This week’s blog post is coming in just under the deadline wire because, admittedly, I’ve been distracted by all the goings-on in the world of tech. It’s CES week, when all the cool new tech is revealed. I’m especially interested in NVIDIA’s Project DIGITS, an “AI supercomputer on your desk.” This could be a game-changer for small businesses that benefit from running a model more specific to their industry with more straightforward security (I’m looking at you, freelance writers and editors).
But, DIGITS aside, today we share some tools you can use to judge for yourself which approach to AI is secure and fits your business needs.
Professionals need to use generative AI (genAI) with a clear understanding of the risks and benefits of specific platforms and uses. Sticking your head in the sand about genAI will, increasingly, render your business model obsolete, because you will not be able to produce as quickly as those who use genAI in some capacity. These days, business moves at the speed of genAI. (We can debate the virtues and pitfalls of this emerging approach to staffing and contracting, but that’s a topic for another day.)
In an effort to provide our Evergreen community with tools to understand how genAI works and how it may benefit members’ practice, I have pulled together some resources I’ve developed over the past months with the medical writing and editing community in mind. You can use these tools to form your approach to implementing AI in your practice.
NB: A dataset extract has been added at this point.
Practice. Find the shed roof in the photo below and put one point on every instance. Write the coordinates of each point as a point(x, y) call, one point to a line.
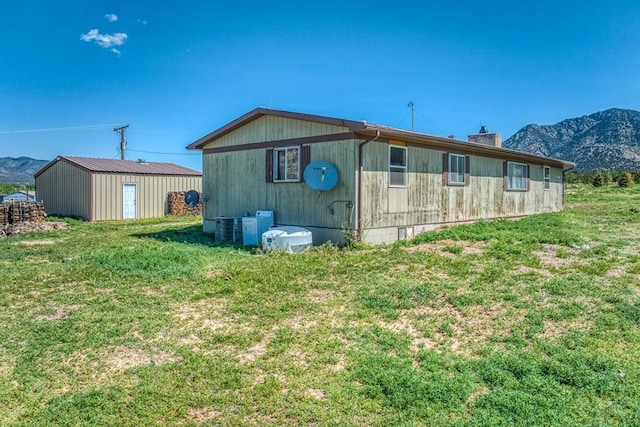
point(123, 166)
point(366, 130)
- For an introduction to relevant terminology, I started a series that introduces AI terminology (Part 1 and Part 2) and provide examples for each term in the biomedical and health care context. I arrange the terms in an order of importance for medical writers and editors and write the related entries to be consistent with one another. For example, algorithm, training, model, and application are related terms that are part of a process, so they appear in sequence. The series can be found here. (More entries will be added as time allows.)
- To understand AI and machine learning in these contexts, check out the AMWA Journal piece The Use of Artificial Intelligence and Machine Learning in Clinical Research and Health Care. (I’ve worked in AI in the biomedical research context for nearly a decade as a consultant, writer, and merit reviewer, so I rolled it all up into a session for AMWA 2022.)
- An invited piece, Communicating About and With Artificial Intelligence Applications, provides a landscape view of AI, from theory to applied practice.
And don’t miss the AI resources we have compiled here at Evergreen in our Insights.
Last, but not least, keep an eye out for AMWA‘s new Artificial Intelligence Task Force. 2025 promises to be an exciting year in artificial intelligence for the medical communication community!